The present invention relates to a method of fabricating a high-integrated semiconductor device, and more specifically, to a method of forming a field effect transistor on a partially insulated semiconductor substrate.
In a system comprising a plurality of semiconductor devices, a semiconductor memory apparatus is configured to store data generated or processed therein. For example, if a request from a data processor such as a central processing unit (CPU) is received, the semiconductor memory apparatus outputs data to the data processor from unit cells therein or stores data processed by the data processor to the unit cells, according to an address transmitted with the request.

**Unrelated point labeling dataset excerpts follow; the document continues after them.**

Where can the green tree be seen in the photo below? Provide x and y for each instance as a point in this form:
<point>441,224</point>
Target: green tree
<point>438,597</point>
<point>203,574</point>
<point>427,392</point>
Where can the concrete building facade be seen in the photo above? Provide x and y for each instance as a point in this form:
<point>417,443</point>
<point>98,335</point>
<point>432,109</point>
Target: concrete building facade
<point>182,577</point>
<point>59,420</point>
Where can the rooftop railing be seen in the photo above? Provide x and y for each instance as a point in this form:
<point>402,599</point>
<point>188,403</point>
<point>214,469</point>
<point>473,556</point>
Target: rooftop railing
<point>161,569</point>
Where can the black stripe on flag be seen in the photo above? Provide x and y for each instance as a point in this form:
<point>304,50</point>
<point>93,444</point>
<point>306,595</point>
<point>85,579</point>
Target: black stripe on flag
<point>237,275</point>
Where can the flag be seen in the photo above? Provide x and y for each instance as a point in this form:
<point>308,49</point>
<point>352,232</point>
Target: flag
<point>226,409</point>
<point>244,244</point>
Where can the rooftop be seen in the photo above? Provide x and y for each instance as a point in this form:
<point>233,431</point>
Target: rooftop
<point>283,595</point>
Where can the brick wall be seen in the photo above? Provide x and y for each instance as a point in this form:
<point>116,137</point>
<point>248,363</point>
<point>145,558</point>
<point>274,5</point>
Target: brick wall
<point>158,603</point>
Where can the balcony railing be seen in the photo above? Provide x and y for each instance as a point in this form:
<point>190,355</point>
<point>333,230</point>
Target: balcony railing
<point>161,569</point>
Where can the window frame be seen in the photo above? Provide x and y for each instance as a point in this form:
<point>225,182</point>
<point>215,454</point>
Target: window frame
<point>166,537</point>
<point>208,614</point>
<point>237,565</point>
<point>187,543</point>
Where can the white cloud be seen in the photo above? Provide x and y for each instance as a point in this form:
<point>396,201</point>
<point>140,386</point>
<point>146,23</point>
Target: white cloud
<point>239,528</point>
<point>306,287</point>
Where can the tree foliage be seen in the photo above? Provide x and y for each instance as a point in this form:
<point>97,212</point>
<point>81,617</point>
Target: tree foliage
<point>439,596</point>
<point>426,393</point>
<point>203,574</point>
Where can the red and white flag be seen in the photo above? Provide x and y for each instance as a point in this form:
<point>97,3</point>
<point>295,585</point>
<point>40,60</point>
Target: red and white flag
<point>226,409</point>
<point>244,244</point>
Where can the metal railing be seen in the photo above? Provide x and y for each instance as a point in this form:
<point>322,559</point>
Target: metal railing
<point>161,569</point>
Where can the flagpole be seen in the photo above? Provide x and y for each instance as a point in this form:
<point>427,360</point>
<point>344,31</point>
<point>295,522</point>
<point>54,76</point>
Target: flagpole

Although data storage capacity of semiconductor memory apparatus has increased, sizes of semiconductor memory apparatus have not increased proportionally. Thus, various elements and components used for read or write operations in the semiconductor memory apparatus have also reduced in size. Accordingly, components and elements unnecessarily duplicated in the semiconductor memory apparatus, such as transistors or wires, are combined or merged to reduce the area occupied by each component. Particularly, the reduction of the size of unit cells included in the semiconductor memory apparatus affects improvement of integration.
Due to the high degree of integration of semiconductor devices, the size of, for example, a field effect transistor (FET) that includes bulk silicon as the body is smaller; problems such as a short channel effect and increase of leakage current as well known to a person having an ordinary skill in the art are occurred.
In order to prevent the short channel effect and increase of leakage current, a method for fabricating a semiconductor device to form a transistor over a substrate having a silicon on insulator (SOI) structure has been suggested. The SOI substrate includes an insulating film formed over a lower semiconductor substrate and a silicon film formed over the insulating film. When a floating body transistor is formed in the SOI substrate, a body of the transistor is formed in the silicon film formed over the insulating film. The body of the neighboring transistor is isolated by a device isolation film that is contacted to the insulating film in order to reduce the leakage current. Source and drain regions are formed using both sides of the three-dimensional transistor body, thereby increasing the channel length than a conventional two-dimensional plane structure.
However, when the transistor is formed over the SOI substrate, a floating body effect is generated. The SOI substrate includes an insulating film positioned between the semiconductor substrate and the silicon film. The SOI substrate has a capacitor structure. When charges move repeatedly through the body of the transistor, the charges are accumulated in the capacitor through generation and recombination of a bias and a carrier, thereby degrading the operation of the semiconductor device. The threshold voltage of the transistor fluctuates due to the charges accumulated in the capacitor. The capacitor repeatedly accumulates and emits the charges, thereby generating thermal energy. The generation of leakage current resulting from a field effect concentration is called a Kink effect. Thus, in order to prevent degradation of the operational characteristic of the semiconductor device due to the structural characteristic of the SOI substrate, new structure for the semiconductor device is required.